Radiation evaluator, 'Victoreen 6000B Nero', detector and monitor with accessories and case, metal / plastic / foam, made by Victoreen Instruments Co, Cleveland, Ohio, United States of America, 1960-1980
These various radiation meters were originally procured and/or used by the NSW government agencies including the former State Pollution Control Commission (SPCC), the Environment Protection Authority (EPA), the NSW Department of Environment and Conservation (DEC), and possibly the NSW Department of Health. These agencies, collectively over the years, regulated the use of radiation apparatus (for example X-ray machines used in medical diagnostics) and radioactive substances (for example cobalt-60 used in industrial gauging applications).

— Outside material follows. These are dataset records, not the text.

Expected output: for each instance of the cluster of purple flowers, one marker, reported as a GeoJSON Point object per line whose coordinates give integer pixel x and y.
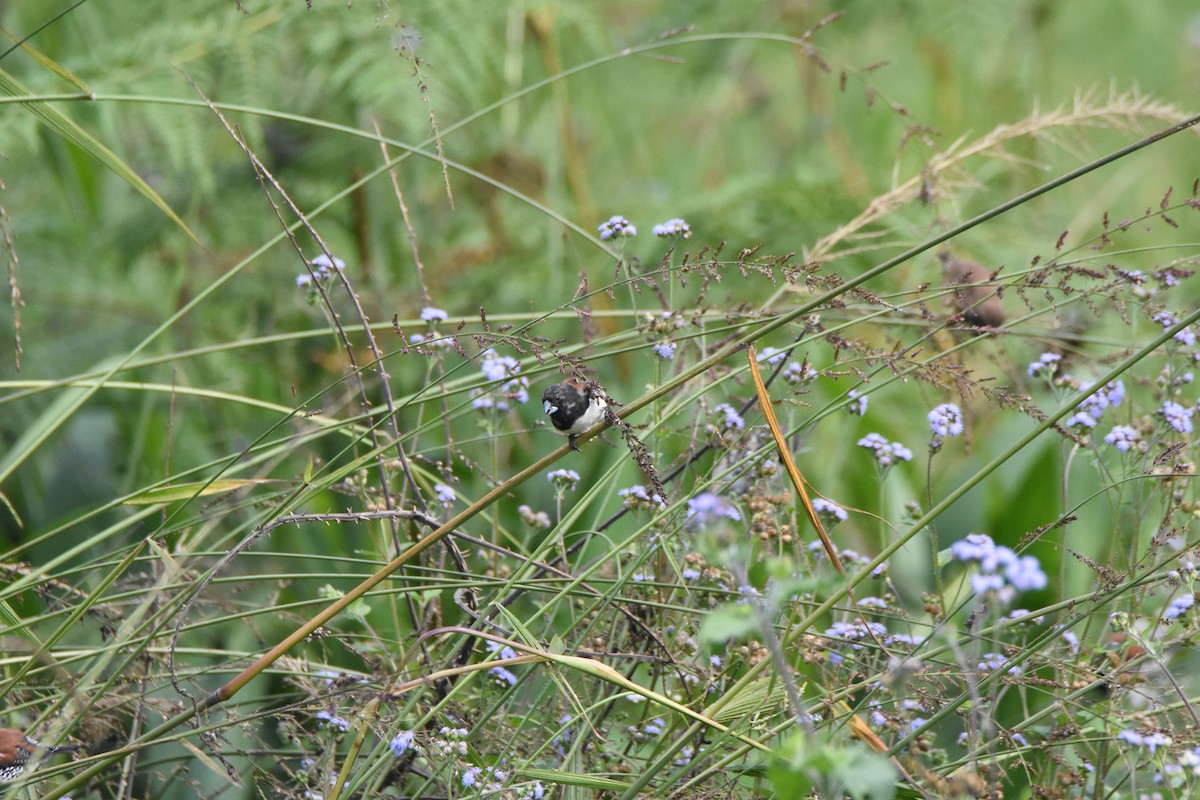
{"type": "Point", "coordinates": [1001, 571]}
{"type": "Point", "coordinates": [886, 452]}
{"type": "Point", "coordinates": [1089, 413]}
{"type": "Point", "coordinates": [497, 367]}
{"type": "Point", "coordinates": [322, 268]}
{"type": "Point", "coordinates": [946, 420]}
{"type": "Point", "coordinates": [1167, 319]}
{"type": "Point", "coordinates": [617, 227]}
{"type": "Point", "coordinates": [676, 227]}
{"type": "Point", "coordinates": [501, 674]}
{"type": "Point", "coordinates": [1045, 366]}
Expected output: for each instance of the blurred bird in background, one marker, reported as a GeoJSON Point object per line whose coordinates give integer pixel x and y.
{"type": "Point", "coordinates": [979, 305]}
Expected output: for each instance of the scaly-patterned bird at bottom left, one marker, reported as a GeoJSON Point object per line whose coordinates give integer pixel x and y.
{"type": "Point", "coordinates": [17, 753]}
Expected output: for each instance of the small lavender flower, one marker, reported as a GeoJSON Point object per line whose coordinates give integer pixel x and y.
{"type": "Point", "coordinates": [1177, 607]}
{"type": "Point", "coordinates": [654, 727]}
{"type": "Point", "coordinates": [772, 355]}
{"type": "Point", "coordinates": [1001, 570]}
{"type": "Point", "coordinates": [1047, 365]}
{"type": "Point", "coordinates": [1080, 420]}
{"type": "Point", "coordinates": [534, 518]}
{"type": "Point", "coordinates": [796, 373]}
{"type": "Point", "coordinates": [563, 479]}
{"type": "Point", "coordinates": [1122, 437]}
{"type": "Point", "coordinates": [617, 226]}
{"type": "Point", "coordinates": [1024, 572]}
{"type": "Point", "coordinates": [707, 507]}
{"type": "Point", "coordinates": [672, 228]}
{"type": "Point", "coordinates": [498, 367]}
{"type": "Point", "coordinates": [445, 494]}
{"type": "Point", "coordinates": [886, 452]}
{"type": "Point", "coordinates": [857, 404]}
{"type": "Point", "coordinates": [334, 721]}
{"type": "Point", "coordinates": [732, 419]}
{"type": "Point", "coordinates": [995, 662]}
{"type": "Point", "coordinates": [1177, 416]}
{"type": "Point", "coordinates": [831, 512]}
{"type": "Point", "coordinates": [401, 743]}
{"type": "Point", "coordinates": [946, 420]}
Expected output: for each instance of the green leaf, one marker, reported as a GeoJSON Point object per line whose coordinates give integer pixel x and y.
{"type": "Point", "coordinates": [177, 492]}
{"type": "Point", "coordinates": [70, 130]}
{"type": "Point", "coordinates": [729, 621]}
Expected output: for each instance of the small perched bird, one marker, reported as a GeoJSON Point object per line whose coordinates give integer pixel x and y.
{"type": "Point", "coordinates": [979, 305]}
{"type": "Point", "coordinates": [573, 408]}
{"type": "Point", "coordinates": [17, 752]}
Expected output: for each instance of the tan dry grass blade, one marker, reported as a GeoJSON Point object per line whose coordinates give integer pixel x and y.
{"type": "Point", "coordinates": [857, 725]}
{"type": "Point", "coordinates": [768, 411]}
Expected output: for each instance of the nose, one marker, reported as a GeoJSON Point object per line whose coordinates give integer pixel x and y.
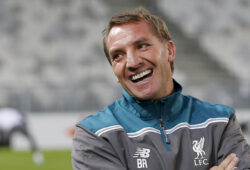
{"type": "Point", "coordinates": [134, 60]}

The equipment was used to measure the type and intensity of radiation. It exemplifies one of the many aspects of regulation administered by government health departments and augments the Museum's collection of measuring instruments and workplace health and safety material.
Written by Erika Dicker
Assistant Curator, 2007.
Equipment made by Victoreen Instruments Co in Cleveland, Ohio, United States of America, in 1960-1980.
Victoreen Instruments Co is a branch of Elimpex Ltd, and makes a wide range of quality assurance measurement equipment for radiation therapy, diagnostic x-ray and radiation safety surveys.
The detector is a non-invasive evaluator of radiation outputs. In a single non-invasive exposure, it simultaneously measures all three variables that characterise image quality: kVp (peak kilovoltage), time and linearity. The unit features software that enables it to translate machine performance from raw data to final reports, eliminating the laborious calculations usually required in statistical and compliance analysis.
The instrument measures the characteristics of an X-ray unit. It includes two pairs of photo detectors to measure the kVp (peak kilovoltage) of the X-ray beam, a single photo detector to measure the relative film exposure produced by the beam, and another single photo detector used to measure the relative current in mA (milliamps) of the X-ray unit. The instrument multiplexes the signals and converts them to digital form for storage and analysis by a microprocessor. The output is a display whose content the user selects via either a switch panel or a remote control unit.